How, exactly? A cop-out to what? There's an idea here that a woman is letting her "side" down if she writes a male character. I will tell you this: I refuse to think that just because I was born with a certain set of genitalia, that makes me part of one army or another in the "endless war of the sexes." Not all women are my sisters or my enemies; not all men are my brothers or my enemies. I've known nasty bastards, and nasty bitches. I don't think I'm "copping out" if I write a male character, which most of mine have tended to be so far, because I don't tend to think of myself as writing in a particular tradition. Tell me what tradition I'm writing in, and what its signifiers are- and then show me outside proof, beyond your own ideas and the writings of your own "experts."
This is the weakest objection of all, since it goes right back to the idea of letting someone else label you. So someone reads my story where the female character tries to murder her lover and is murdered back, and declares me "an anti-feminist." Does that make me one? No, of course not. Other people may decide that I am, but unless they can convince me of it, I am not truly that. I am what I say I am, not what they say I am. People get far too upset about labels and insults, as though someone saying, "I think you're a bitch!" should be taken seriously and angsted over. I've never yet seen a definition of feminist that was consistent from group to group or had any objective criteria, so I feel perfectly free to call myself what I want and label the others as I want. If they get upset about it, waaaah.
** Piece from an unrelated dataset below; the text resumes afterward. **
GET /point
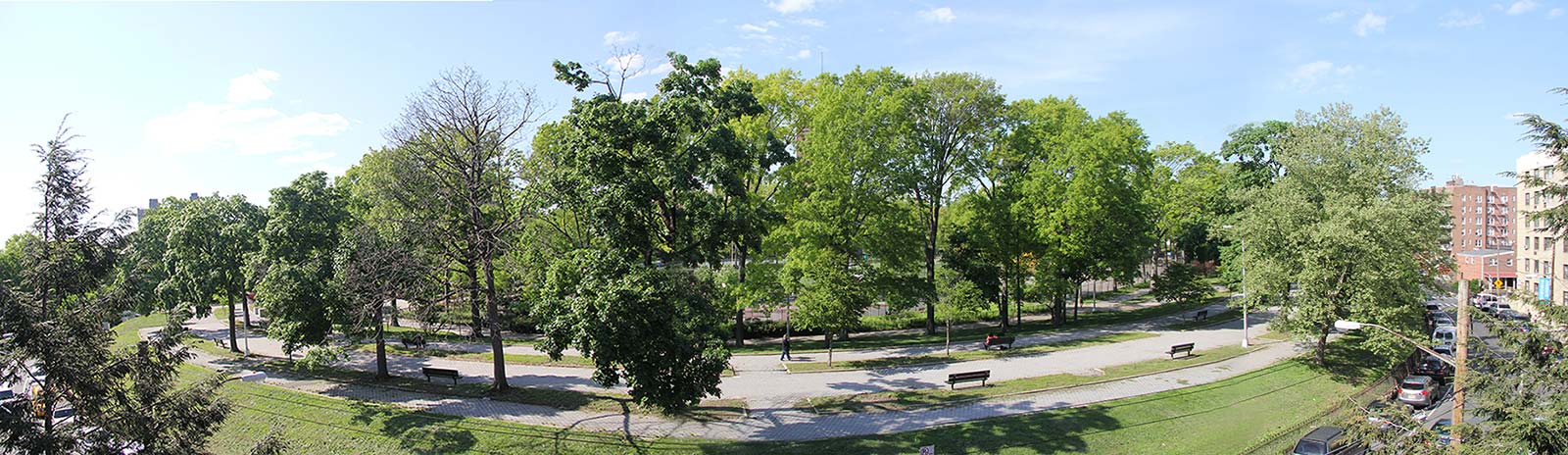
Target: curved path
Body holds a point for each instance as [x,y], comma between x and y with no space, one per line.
[770,392]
This grew from hearing female readers rate a book low because the female character- who betrayed her lover for money and was smarmy all the way through- died at the end of the book. "How dare she!" they shrieked about the author. "She's saying that killing women is okay!" Never mind that the author is female, and that the other female character in the book, who was much stronger and had plenty of virtues, lived. No, she killed a female character. How dare she. This will make young girls lose their self-esteem for the rest of their lives.
Makes me sorry that I was born a woman- or at least that I share certain physical features that will make assholes look upon me as a natural ally.